妊娠自体と直接関連のない肝疾患(妊娠と肝障害)

(2)妊娠自体と直接関連のない肝疾患(表9-19-1)
a.妊娠前からの既存肝疾患
 活動性の低い慢性肝炎の妊娠は問題ないが,活動性の高い慢性肝炎および肝硬変の場合は妊娠の可否,継続を考慮する.なお,食道静脈瘤は妊娠により通常増悪する.妊娠期間中は一般に自己免疫性およびウイルス性の肝炎は沈静化するが,分娩数カ月後に急性増悪をきたす場合がある.
b.妊娠中に偶発する肝疾患
 妊娠中の黄疸の原因として最も多いのは急性ウイルス性肝炎の発症である.妊婦がウイルス性肝炎に罹患した場合でも,その臨床経過は非妊娠者と変わらない.ウイルス性肝炎に罹患しても通常,胎児への影響はみられないが,妊娠後期に罹患した場合は流産早産になりやすい.なお,妊娠後期では凝固亢進状態にあり静脈血栓症,Budd-Chiari症候群などを発症しやすい.また,妊娠は胆石の形成を促進する.[村脇義和]
■文献
Bacq Y: Liver diseases unique to pregnancy: A 2010 update. Clin Res Hepatol Gastroenterol, 35: 182-193, 2011.

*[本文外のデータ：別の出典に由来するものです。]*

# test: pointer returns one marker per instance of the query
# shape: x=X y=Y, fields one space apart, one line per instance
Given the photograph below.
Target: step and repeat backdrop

Hay JE: Liver disease in pregnancy. Hepatology, 47: 1067-1076, 2008.
Joshi D, James A, et al: Liver disease in pregnancy. Lancet, 375: 594-605, 2010.